While most professional golfers are meticulous when it comes to aligning their feet, hips and shoulders, Couples’ setup isn’t anyone’s idea of square.
Unconventional move: Couples aligns his body well left of his target in what’s called an open stance.
When viewed from behind Couples, looking down the target line, you can see that his feet, hips and shoulders are aimed well to the left. This would normally indicate the player intends to play a fade (left-to-right shot) – not Couples. His shots often start right of the target and draw (turn right-to-left), a pretty amazing feat given where his body’s pointed.
Why it’s a problem for amateurs: For the average player – or even a very good one – such a leftward alignment leads to several potential problems. The most prevalent is a slice, caused when the clubface is open in relation to the swing path. In fact, many players will subconsciously compensate for the mis-alignment by leaving the clubface open in order to guide the ball back on line. There’s also the danger of hitting the ball exactly where you’re aimed.
How Couples gets away with it: Couples starts the downswing with a pronounced movement of the left hip.

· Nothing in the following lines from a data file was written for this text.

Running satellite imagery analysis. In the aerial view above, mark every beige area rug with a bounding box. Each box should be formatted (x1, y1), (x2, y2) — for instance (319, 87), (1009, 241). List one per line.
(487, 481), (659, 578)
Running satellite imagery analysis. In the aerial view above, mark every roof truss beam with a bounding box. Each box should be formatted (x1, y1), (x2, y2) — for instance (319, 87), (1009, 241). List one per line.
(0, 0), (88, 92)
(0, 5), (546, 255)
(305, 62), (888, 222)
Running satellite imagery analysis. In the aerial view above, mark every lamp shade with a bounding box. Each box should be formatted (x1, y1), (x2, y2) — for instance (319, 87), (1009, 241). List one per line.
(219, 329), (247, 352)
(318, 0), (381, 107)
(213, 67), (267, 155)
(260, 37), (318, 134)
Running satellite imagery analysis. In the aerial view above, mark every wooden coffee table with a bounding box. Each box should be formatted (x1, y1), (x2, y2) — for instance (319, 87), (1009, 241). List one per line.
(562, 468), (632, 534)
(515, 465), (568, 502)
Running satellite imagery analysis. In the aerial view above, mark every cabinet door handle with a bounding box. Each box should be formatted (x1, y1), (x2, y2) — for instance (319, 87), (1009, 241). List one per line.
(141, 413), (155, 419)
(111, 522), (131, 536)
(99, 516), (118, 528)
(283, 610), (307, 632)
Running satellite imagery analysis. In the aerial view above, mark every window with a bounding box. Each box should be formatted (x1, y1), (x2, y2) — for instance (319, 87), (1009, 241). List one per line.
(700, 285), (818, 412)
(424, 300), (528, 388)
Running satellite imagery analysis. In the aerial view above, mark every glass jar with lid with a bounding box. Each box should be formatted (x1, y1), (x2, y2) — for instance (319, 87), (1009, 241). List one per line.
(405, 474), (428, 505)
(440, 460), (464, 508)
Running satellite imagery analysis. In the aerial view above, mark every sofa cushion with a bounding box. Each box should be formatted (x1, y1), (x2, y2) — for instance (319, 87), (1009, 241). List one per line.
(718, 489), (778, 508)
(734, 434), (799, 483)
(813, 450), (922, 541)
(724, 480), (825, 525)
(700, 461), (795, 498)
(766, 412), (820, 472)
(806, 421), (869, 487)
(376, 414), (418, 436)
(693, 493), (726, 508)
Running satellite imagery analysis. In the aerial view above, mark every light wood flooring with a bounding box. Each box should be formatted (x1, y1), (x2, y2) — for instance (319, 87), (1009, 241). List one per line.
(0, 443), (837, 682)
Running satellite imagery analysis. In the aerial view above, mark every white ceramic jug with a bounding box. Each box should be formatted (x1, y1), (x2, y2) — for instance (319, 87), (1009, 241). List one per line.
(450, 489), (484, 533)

This begins a sequence which drops the club “inside” the line, so the clubhead traces a path that forms an X when crossing his body alignment. In other words, the clubhead doesn’t follow the line of his feet, hips and shoulders.
The cure: If you have a tendency to line up left and slice or pull the ball, your best bet is to correct your alignment flaw before making any swing changes. On the range, simply place one club pointing directly at your target, and another parallel to it. Place the ball just outside the first club, and align your feet alongside the second club. When you address the ball it may feel as though you’re aligned too far right. Try to ignore that sensation as you hit balls; your eyes will slowly adjust to sense the correct, on-target line.